# Cashel's Tie One On - Worth it?



## swimminchikin (Feb 27, 2013)

Tie One on Western by Cashel | eBay 

Anyone use one of these before? Are they worth it? 

I have a roping saddle with zero ties or D Rings and I'm too chicken to install ties myself. Wondering if this is a viable alternative... 

Thanks!


----------



## Oreos Girl (May 24, 2011)

That picture stinks, what is supposed to be the purpose again?

Ok did some googling, words with the picture help so much. I haven't used it, but most conchos are just screwed in and can be unscrewed and changed out to other stuff like rings and ties.


----------



## Herosbud (Dec 14, 2013)

I'm with Oreo, Unscrew the rear concho's and install D rings. You would need the kind with the metal tabs to go under the concho. I used some on a saddle that I had years ago.


----------



## swimminchikin (Feb 27, 2013)

Seriously? It's that easy? For some reason I envisioned drilling holes in my saddle. 

I just watched a youtube video and it looked pretty simple.
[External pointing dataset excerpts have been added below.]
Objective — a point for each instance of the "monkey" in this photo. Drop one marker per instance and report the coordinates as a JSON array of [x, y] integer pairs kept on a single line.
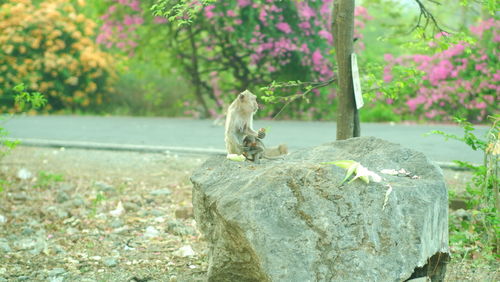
[[239, 123], [254, 149]]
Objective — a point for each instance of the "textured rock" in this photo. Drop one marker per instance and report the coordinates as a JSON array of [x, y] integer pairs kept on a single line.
[[294, 220]]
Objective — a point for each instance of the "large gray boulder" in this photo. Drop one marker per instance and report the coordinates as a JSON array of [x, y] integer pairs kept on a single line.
[[294, 220]]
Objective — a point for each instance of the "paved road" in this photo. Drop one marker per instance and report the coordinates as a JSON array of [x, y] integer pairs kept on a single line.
[[203, 134]]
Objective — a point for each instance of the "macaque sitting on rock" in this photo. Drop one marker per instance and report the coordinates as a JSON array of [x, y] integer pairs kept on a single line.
[[239, 123]]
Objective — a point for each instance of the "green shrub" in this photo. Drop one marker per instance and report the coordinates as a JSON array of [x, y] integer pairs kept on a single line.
[[49, 47]]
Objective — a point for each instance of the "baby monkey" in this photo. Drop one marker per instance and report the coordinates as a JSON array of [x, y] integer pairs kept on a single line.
[[254, 149]]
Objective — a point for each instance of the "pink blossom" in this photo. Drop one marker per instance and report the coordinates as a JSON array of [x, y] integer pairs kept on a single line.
[[284, 27], [304, 25], [481, 105], [244, 3], [496, 76], [159, 20], [481, 67], [135, 5], [262, 16], [388, 57], [208, 11]]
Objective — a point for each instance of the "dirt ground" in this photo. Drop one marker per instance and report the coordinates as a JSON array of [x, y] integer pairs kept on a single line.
[[81, 215]]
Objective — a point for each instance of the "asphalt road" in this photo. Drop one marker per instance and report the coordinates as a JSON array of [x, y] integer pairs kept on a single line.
[[205, 136]]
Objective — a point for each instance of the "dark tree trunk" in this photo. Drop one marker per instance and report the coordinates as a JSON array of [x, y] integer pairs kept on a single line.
[[343, 32]]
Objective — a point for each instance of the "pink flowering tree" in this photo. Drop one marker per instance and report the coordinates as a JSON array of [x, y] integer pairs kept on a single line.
[[234, 45], [461, 80]]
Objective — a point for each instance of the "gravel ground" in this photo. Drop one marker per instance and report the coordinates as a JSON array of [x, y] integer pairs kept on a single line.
[[82, 215]]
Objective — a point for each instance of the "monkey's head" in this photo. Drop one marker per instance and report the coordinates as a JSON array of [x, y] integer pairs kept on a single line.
[[249, 141], [248, 102]]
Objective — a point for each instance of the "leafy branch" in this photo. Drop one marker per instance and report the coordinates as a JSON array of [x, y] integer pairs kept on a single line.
[[182, 11], [270, 97], [23, 97], [426, 17]]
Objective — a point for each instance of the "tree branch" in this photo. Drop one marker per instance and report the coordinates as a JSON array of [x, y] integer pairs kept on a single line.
[[428, 16], [310, 87]]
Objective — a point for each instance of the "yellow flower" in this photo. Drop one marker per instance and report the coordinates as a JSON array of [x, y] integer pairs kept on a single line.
[[80, 18], [85, 102], [76, 35], [8, 49], [91, 87], [35, 44], [72, 80]]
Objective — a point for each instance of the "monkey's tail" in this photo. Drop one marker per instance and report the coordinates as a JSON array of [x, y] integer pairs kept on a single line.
[[278, 151]]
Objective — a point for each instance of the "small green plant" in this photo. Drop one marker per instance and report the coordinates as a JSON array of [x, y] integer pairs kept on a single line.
[[23, 98], [99, 198], [47, 179], [477, 233]]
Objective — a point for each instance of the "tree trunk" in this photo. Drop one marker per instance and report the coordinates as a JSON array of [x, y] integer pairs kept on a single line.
[[343, 32], [196, 80]]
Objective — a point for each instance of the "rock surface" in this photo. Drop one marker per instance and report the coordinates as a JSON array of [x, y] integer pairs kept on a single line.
[[294, 219]]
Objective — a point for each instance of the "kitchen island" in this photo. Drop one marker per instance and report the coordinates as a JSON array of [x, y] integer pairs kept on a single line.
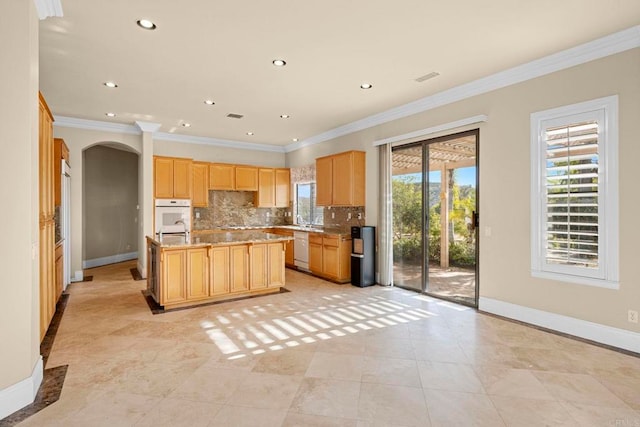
[[214, 267]]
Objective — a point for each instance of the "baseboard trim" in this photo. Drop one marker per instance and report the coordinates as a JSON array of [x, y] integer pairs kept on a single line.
[[603, 334], [113, 259], [19, 395]]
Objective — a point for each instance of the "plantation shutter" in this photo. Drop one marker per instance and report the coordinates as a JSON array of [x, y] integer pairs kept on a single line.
[[572, 217]]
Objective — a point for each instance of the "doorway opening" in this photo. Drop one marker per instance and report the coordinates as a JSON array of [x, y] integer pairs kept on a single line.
[[435, 216]]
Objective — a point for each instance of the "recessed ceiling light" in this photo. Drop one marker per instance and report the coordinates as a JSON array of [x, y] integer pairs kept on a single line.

Granted, they did add a few extra screws for stability, but I'm not planning to tie a yak to the back of the saddle. 

I'm going to order some strings with the d ring clippy things. Thanks!


----------



## SouthernTrails (Dec 19, 2008)

.

Agreed with the others, remove the screw holding the conchos or rosettes and place a d-ring with latigo strings under whichever you saddle has with a pair of these Saddle Strings 2pc Economy Set Genuine Leather w Attachment Dee Brand New | eBay

.


----------